During our hands-on session, we've also manhandled the keyboard and trackpad (clickpad), and we walked away with the feeling that ASUS has a winner on their hands. The chiclet keys are fully metallic, cool to the touch and feel extremely sturdy. The only issue we had with it was that the housing on which the keys are sitting on, isn't metal like the rest of the machine. However, much to our relief, it doesn't introduce noticeable flex that would ruin your typing experience. In fact, the keys are fairly bouncy, and produce a melodic, metallic clicketty-clack which makes it a pleasure to use.

The metallic chiclet keys are spaced fairly wide apart, but typing experience was similar to most other chiclet keyboards, which means it's fairly comfortable to use. It's also made of metal so that it feels cool to the touch, and robust.

And you can't have a real Ultrabook without a giant trackpad, one of the most important, but understated features of an Ultrabook.

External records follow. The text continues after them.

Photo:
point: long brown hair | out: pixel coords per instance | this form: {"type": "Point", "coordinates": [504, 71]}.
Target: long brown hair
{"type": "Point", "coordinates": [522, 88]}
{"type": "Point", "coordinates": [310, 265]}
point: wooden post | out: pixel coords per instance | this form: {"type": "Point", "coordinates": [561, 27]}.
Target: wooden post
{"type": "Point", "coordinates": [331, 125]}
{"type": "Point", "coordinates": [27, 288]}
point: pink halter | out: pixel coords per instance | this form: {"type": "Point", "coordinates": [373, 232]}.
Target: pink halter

The glass trackpad (or clickpad now that it's clickable), is reponsive enough, and depresses down enough for a solid tactile feeling. For a further review of how the clickpad works in real-life scenarios, you'd have to keep your eyes peeled for our review article when we get some to give it a real good run-in.

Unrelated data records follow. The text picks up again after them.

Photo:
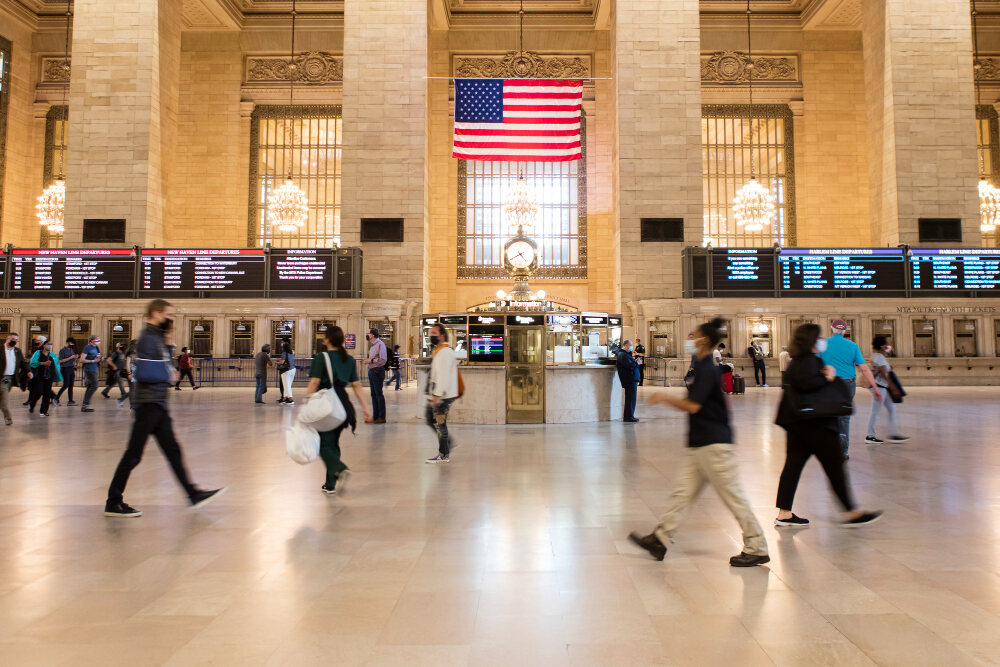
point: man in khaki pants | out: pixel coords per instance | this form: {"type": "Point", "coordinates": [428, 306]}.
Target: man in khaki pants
{"type": "Point", "coordinates": [710, 457]}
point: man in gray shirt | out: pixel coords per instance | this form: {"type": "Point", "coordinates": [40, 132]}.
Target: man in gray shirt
{"type": "Point", "coordinates": [262, 361]}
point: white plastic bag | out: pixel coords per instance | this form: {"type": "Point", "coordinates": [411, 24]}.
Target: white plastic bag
{"type": "Point", "coordinates": [323, 410]}
{"type": "Point", "coordinates": [302, 443]}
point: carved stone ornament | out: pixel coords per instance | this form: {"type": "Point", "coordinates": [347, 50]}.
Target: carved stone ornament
{"type": "Point", "coordinates": [521, 65]}
{"type": "Point", "coordinates": [311, 68]}
{"type": "Point", "coordinates": [55, 70]}
{"type": "Point", "coordinates": [730, 67]}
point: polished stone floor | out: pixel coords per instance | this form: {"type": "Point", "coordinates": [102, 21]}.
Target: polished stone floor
{"type": "Point", "coordinates": [514, 554]}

We love giant trackpads, and only because it is so much easier to navigate using one. The glass covered trackpad is also clickable, and features multi-touch capabilities.

For those of you who are interested in getting one of the machines that we have mentioned, the ASUS ZenBooks are on sale today, on November 9th 2011. The price ranges from S$1498, to $1998 for the highest specced machine. That makes it slightly cheaper than a MacBook Air, with similar hardware components, as well as a brighter and sharper screen.

The ASUS ZenBook UX series is as small, if not smaller than the MacBook Air. You'd need a lot of design work to be able to fit so many parts in its form factor, just like the MacBook Air. If you're wondering how it fares in our benchmark tests, hold on tight as we await our review unit soon.

The speakers are found under the screen, and you can be sure these speakers sound good. Well, not as good as stand-alone speakers, but good for something this small and sleek.

And here, you can see why ASUS is proud of the audio produced by their notebook -- the Bang and Olufsen Ice-Power audio chip.

The ASUS ZenBook compares favorably against the MacBook Air. Both of them  are exceedingly thin, and much less than 20mm when closed.

The ASUS ZenBook has all the ports you may need, including a super speedy USB 3.0 port - something that Apple's notebooks don't yet sport.

They have a similar form factor, but the ASUS ZenBook has several design differences; most notably the color, followed by the circular swirl that on the lid.

The product's tagline is "love at first sight". Even the models seem to have fallen in love with how portable the ASUS ZenBook UX31 is.

Next, we'd like to briefly mention the ASUS Eee Slate (S$1699), a 12-inch (1280 x 800 pixels), Windows 7 based tablet targeted at corporate users. The Eee Slate isn't anything spectacular on its own, but what it can do for you is what makes it interesting. This humongous tablet boasts robust security features, not unlike the Lenovo ThinkPad Android tablet that we've reported earlier on.

The Wacom digitizer allows the ASUS Eee Slate to switch smoothly from capacitive touch, to pen input. It also has an excellent response times, which means you writing will be more legible, and not look like chicken scratch.

And like the ThinkPad tablet, it features a digitizer (or stylus) that allows you to write and draw flawlessly. However, unlike the stylus of the PDA era, this digitizer switches flawlessly from touch to pen, thanks to the Wacom technology behind it. Its palm detection is also close to perfect, meaning that unintended touches won't be registered while you are writing your heart out.

The ASUS Eee Slate is aimed at traveling executives, who need something portable, lightweight and able to take down notes. There are also multiple connectivity options, such as USB ports, card readers and the like.